Welcome to the TTE Valentine’s Day Advent Calendar! The calendar that counts down to the most romantic day of the year by giving you solid skills to practice to make your romantic (and other) relationships the best they can be!
So here’s how your Valentine’s Weekday Advent Calendar works:
I’ve chosen a series of skills I know are important for healthy relationships. Much healthier than chocolates. How do I know? I’m a therapist, psycho-coach, and relationship warrior and have seen my clients — and myself — use these skills to great effect over and over again.
And, while I like chocolates, they don’t really contribute to my good health at all. Sadly.
Every weekday until Valentine’s Day, I’m going to publish a post about one of these skills (and maybe the occasional concept). I’ll give some initial context and then provide a little door flap you can open — by clicking on it — to find a gem from the TTE archives that explains the skill or concept. I’ll end with a suggestion or two — or fourteen — on how to practice the skill on your own.

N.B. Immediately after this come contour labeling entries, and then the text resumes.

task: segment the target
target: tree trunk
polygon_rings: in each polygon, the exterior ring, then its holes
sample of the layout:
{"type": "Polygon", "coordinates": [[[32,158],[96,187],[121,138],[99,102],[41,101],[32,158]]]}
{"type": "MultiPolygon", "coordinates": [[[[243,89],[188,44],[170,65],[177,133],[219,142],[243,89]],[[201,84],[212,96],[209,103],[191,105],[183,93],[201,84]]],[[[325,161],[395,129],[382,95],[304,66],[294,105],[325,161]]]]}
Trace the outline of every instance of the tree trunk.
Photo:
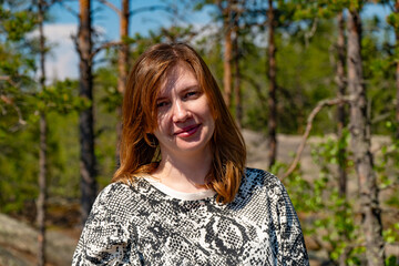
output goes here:
{"type": "MultiPolygon", "coordinates": [[[[337,96],[342,98],[345,95],[345,20],[344,20],[344,13],[342,11],[338,13],[338,40],[337,40],[337,51],[338,51],[338,60],[337,60],[337,85],[338,85],[338,92],[337,96]]],[[[345,117],[346,117],[346,111],[345,111],[345,103],[339,103],[337,109],[337,136],[338,140],[341,140],[342,136],[342,130],[345,127],[345,117]]],[[[346,173],[346,149],[339,147],[338,150],[338,186],[339,186],[339,196],[346,198],[346,192],[347,192],[347,173],[346,173]]],[[[346,208],[346,205],[341,206],[341,211],[344,212],[346,208]]],[[[345,231],[345,228],[344,228],[345,231]]],[[[342,235],[342,241],[347,242],[347,234],[342,235]]],[[[347,248],[344,248],[342,253],[340,254],[338,258],[339,266],[346,266],[348,257],[348,250],[347,248]]]]}
{"type": "MultiPolygon", "coordinates": [[[[130,19],[130,8],[129,8],[129,0],[122,1],[122,12],[121,12],[121,41],[122,45],[119,50],[117,54],[117,69],[119,69],[119,75],[117,75],[117,91],[123,95],[124,90],[126,86],[126,80],[127,80],[127,71],[129,71],[129,45],[125,43],[125,39],[129,37],[129,19],[130,19]]],[[[122,116],[122,106],[117,106],[116,109],[116,115],[117,117],[122,116]]],[[[120,140],[122,135],[122,122],[121,120],[117,121],[116,124],[116,165],[119,165],[119,156],[120,156],[120,140]]]]}
{"type": "Polygon", "coordinates": [[[276,139],[276,129],[277,129],[277,99],[276,99],[276,45],[275,45],[275,16],[273,9],[273,0],[268,0],[268,79],[269,79],[269,90],[268,90],[268,106],[269,106],[269,119],[268,119],[268,167],[270,168],[277,156],[277,139],[276,139]]]}
{"type": "MultiPolygon", "coordinates": [[[[44,20],[44,2],[39,0],[39,45],[40,45],[40,86],[45,90],[45,40],[43,32],[44,20]]],[[[45,264],[45,205],[47,205],[47,135],[48,124],[45,114],[40,111],[40,150],[39,150],[39,197],[37,203],[37,223],[38,223],[38,265],[44,266],[45,264]]]]}
{"type": "Polygon", "coordinates": [[[364,83],[361,53],[361,21],[357,10],[348,12],[348,90],[355,98],[350,102],[351,149],[358,175],[361,228],[366,237],[367,265],[385,264],[381,209],[378,202],[376,174],[370,152],[370,125],[367,117],[367,98],[364,83]]]}
{"type": "MultiPolygon", "coordinates": [[[[235,1],[236,3],[236,1],[235,1]]],[[[242,127],[243,124],[243,96],[242,96],[242,91],[241,91],[241,80],[242,80],[242,75],[241,75],[241,71],[239,71],[239,44],[238,44],[238,20],[239,20],[239,12],[238,10],[236,10],[234,12],[234,27],[233,27],[233,31],[234,31],[234,42],[233,42],[233,49],[234,49],[234,70],[235,70],[235,75],[234,75],[234,100],[235,100],[235,116],[236,116],[236,121],[237,121],[237,125],[239,127],[242,127]]]]}
{"type": "MultiPolygon", "coordinates": [[[[399,0],[395,3],[395,12],[399,13],[399,0]]],[[[395,29],[396,44],[399,45],[399,29],[395,29]]],[[[396,121],[398,124],[396,137],[399,140],[399,62],[396,65],[396,88],[397,88],[397,110],[396,110],[396,121]]]]}
{"type": "Polygon", "coordinates": [[[227,1],[227,7],[222,9],[222,13],[224,14],[223,20],[223,32],[224,32],[224,72],[223,72],[223,88],[224,88],[224,98],[227,108],[232,106],[232,10],[231,3],[227,1]]]}
{"type": "MultiPolygon", "coordinates": [[[[338,13],[338,41],[337,41],[337,50],[338,50],[338,61],[337,61],[337,85],[338,85],[338,98],[345,95],[345,21],[342,12],[338,13]]],[[[342,130],[345,127],[345,103],[338,104],[337,110],[338,116],[338,126],[337,126],[337,135],[338,139],[342,137],[342,130]]],[[[338,151],[338,167],[339,167],[339,195],[341,197],[346,197],[347,191],[347,174],[346,174],[346,157],[345,157],[345,149],[339,149],[338,151]]]]}
{"type": "Polygon", "coordinates": [[[90,0],[80,0],[79,51],[80,51],[80,95],[91,102],[90,108],[81,111],[80,129],[80,172],[81,211],[84,223],[96,196],[94,130],[93,130],[93,75],[90,0]]]}

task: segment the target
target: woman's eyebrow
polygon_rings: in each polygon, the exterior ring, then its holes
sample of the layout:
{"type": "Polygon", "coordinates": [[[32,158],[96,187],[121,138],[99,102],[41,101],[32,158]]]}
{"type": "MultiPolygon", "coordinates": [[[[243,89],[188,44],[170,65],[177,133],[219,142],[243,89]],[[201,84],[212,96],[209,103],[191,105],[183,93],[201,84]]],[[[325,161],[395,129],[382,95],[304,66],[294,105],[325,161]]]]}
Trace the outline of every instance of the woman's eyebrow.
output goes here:
{"type": "Polygon", "coordinates": [[[200,89],[200,84],[188,85],[188,86],[184,88],[182,91],[188,91],[188,90],[193,90],[193,89],[200,89]]]}

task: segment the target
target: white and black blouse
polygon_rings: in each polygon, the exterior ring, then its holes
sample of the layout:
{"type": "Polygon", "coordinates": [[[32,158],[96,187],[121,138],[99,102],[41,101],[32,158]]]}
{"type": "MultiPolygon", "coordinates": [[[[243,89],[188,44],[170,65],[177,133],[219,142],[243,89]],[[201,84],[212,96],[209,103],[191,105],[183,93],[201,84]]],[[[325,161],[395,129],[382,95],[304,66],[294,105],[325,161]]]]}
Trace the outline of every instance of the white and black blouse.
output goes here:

Note that the first three Advent doors are free to everybody. Starting on the fourth day, though, you’ll have to become a paid subscriber to access the rest of the Advent doors.
So. Let’s get started!
This first skill is a favorite of the people I work with. They use it all the time.
Open the door
(Click on the image below OR click here)
This skill is all about boundaries. The line or wall between you and someone else that demarcates your reality from theirs and allows different realities to co-exist without threat.
But it’s also about you. Your psyche, your internal space, your safety with and trust in yourself. It’s not enough just to Get in Your Garden. You have to be able to stay there. Which means you have to know (and like) yourself, recognize your self-defeating reactions, kill off your self-critical voices, know how to find comfort and strength in your own company. You gotta tend your Garden so it’s easy, even welcoming, to inhabit.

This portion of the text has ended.